Takj

Andrei Ujica and Friedrich Kittler

The Film of History

The author and film-maker in conversation with the media scientist
Introduced by Joachim Sartorius

Andrei Ujica

Andrei Ujica © Armin Linke

Andrei Ujica was born in Romania in 1951 and has lived in Germany as a writer and filmmaker since 1981. His films are montages of real images which simultaneously remix what is visible in history. Ujica thereby reflects the relationship of political power and the media in Europe at the end of the cold war.

Videogramme of a Revolution (with Harun Farocki, 1992) captures the happenings of 21st December 1989, when remarkable things take place; the speech of Romanian dictator Ceausescu is interrupted – and the cameras are suddenly pointed at the sky.

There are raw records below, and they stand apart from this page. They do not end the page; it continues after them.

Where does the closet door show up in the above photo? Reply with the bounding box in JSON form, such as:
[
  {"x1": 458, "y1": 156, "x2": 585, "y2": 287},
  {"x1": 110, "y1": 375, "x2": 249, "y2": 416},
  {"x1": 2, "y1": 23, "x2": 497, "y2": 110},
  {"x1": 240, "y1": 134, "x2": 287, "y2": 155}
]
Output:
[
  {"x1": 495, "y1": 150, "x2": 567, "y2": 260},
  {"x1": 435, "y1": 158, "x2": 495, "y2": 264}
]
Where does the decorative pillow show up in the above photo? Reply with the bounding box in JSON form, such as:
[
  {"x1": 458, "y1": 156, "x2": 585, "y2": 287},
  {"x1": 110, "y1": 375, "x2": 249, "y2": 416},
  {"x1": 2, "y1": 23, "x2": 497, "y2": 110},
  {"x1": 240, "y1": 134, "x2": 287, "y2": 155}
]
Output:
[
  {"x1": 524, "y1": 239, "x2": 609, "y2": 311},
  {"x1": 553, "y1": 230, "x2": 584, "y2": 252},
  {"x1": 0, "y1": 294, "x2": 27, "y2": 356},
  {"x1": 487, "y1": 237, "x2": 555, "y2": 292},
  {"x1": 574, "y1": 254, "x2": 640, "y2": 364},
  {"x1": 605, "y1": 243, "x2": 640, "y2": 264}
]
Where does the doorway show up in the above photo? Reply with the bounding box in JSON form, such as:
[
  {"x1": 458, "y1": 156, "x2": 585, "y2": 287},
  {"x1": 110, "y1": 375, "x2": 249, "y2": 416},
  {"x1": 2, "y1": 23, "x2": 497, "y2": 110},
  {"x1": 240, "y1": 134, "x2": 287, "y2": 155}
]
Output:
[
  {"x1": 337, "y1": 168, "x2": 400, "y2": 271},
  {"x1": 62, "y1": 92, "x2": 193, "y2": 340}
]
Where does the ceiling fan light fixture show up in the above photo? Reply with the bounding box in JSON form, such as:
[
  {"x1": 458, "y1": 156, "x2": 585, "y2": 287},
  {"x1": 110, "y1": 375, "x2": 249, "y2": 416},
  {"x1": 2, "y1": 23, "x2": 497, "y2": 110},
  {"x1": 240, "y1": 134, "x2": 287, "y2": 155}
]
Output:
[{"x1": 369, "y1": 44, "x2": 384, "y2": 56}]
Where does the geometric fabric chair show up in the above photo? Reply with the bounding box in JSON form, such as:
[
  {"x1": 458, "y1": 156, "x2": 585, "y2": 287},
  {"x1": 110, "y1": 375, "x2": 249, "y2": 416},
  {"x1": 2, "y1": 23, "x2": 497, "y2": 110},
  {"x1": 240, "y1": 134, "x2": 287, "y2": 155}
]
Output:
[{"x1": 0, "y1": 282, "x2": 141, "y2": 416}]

A staged display of power turns into pictures of the beginnings of a revolution which turns out to be a coup d’état. Out of the Present (1995) shows events on earth and in space between May 1991 and March 1992. During the ten months while the MIR crew orbit the earth, the Soviet Union breaks up. For his Autobiography of Nicolae Ceausescu, which was shown in Cannes in 2010, Ujica condensed propaganda films about the Romanian President into a three-hour panorama: “I use the character of the ideological dictator to investigate the historical sign under which the 20th century stood.”

Andrei Ujica has been Professor of Film at Staatliche Hochschule für Gestaltung Karlsruhe since 2001 and founding Director of the ZKM Film Institute since 2002.

Friedrich Kittler teaches Aesthetics and History of Media at the Humboldt University Berlin. Working with technological media, the linguist and cultural scientist has made numerous contributions to the theory and history of cultural technology, as well as on optical media and the effects of film on the written word’s storage monopoly.